The group, joined by Utah AFL-CIO officials, held a press conference Tuesday, while IHC and doctors supporting the arbitration mandate held their own news conference.
IHC sent letters last week to 170,000 patients in Bountiful and Salt Lake County saying they would have to sign arbitration agreements or go elsewhere for treatment.
"In order to keep the doctor you have, you have to sign away your dyed-in-the-wool constitutional rights," said Greg Parrish, a small-business owner who formed PAMMA. "It's coercion."
Also speaking at the news conference were attorneys Jim McConkie and Brad Parker, representatives of the Amalgamated Transit Union and the AFL-CIO, and a citizens group called Utah Citizens Alliance.
McConkie said IHC was putting "itself first and injured patients and their families second."
Meanwhile, at the IHC news conference, Utah Medical Association officials defended mandatory arbitration.
"It's our belief that the current system is far too lengthy, far too intimidating and far too costly," said Richard Sperry, chairman of the UMA's legislative committee.
At the urging of the UMA and IHC, lawmakers in the most recent legislative session changed the medical arbitration law, enabling health-care providers to refuse treatment to patients who don't sign binding arbitration agreements.
Lawmakers exempted people who needed emergency treatment.
IHC first experimented with arbitration at its Sandy clinic.
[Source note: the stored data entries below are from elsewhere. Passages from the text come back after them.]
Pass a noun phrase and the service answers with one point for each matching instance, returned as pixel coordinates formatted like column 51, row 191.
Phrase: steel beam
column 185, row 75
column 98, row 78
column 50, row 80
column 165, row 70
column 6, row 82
Of 17,000 patients who visited that clinic, only 17 declined to sign the agreements, said Linda Leckman, chief executive of IHC's physician's group.
As of Wednesday, the program expands to 400 IHC-employed physicians in Salt Lake County and Bountiful.
The arbitration panel consists of a patient representative, a representative chosen by the physician and a lawyer on the state court's arbitrator list.
McConkie says arbitration will be very costly to patients, who would have to pay the hourly fees of its chosen arbitrator, half the salary of the independent member, costs for expert witnesses and attorneys fees, if they decided to hire a lawyer.
UMA and IHC officials said arbitration will be more affordable because arbitration is quick and patients will pay less in legal fees.
Lawyers commonly take medical malpractice lawsuits on a contingency basis, meaning they get paid only if there is an award, but IHC and UMA officials contend that patients typically encounter upfront, out-of-pocket expenses.
Leckman said will reduce medical malpractice insurance premium rates, which she said are soaring in part because of large jury awards.
Critics say malpractice rates have gone up because the fall in stock market prices cut into insurance companies' investment profits.
IHC is the first health-care system in the state to mandate arbitration agreements, though some doctors outside IHC's system have adopted the policy themselves.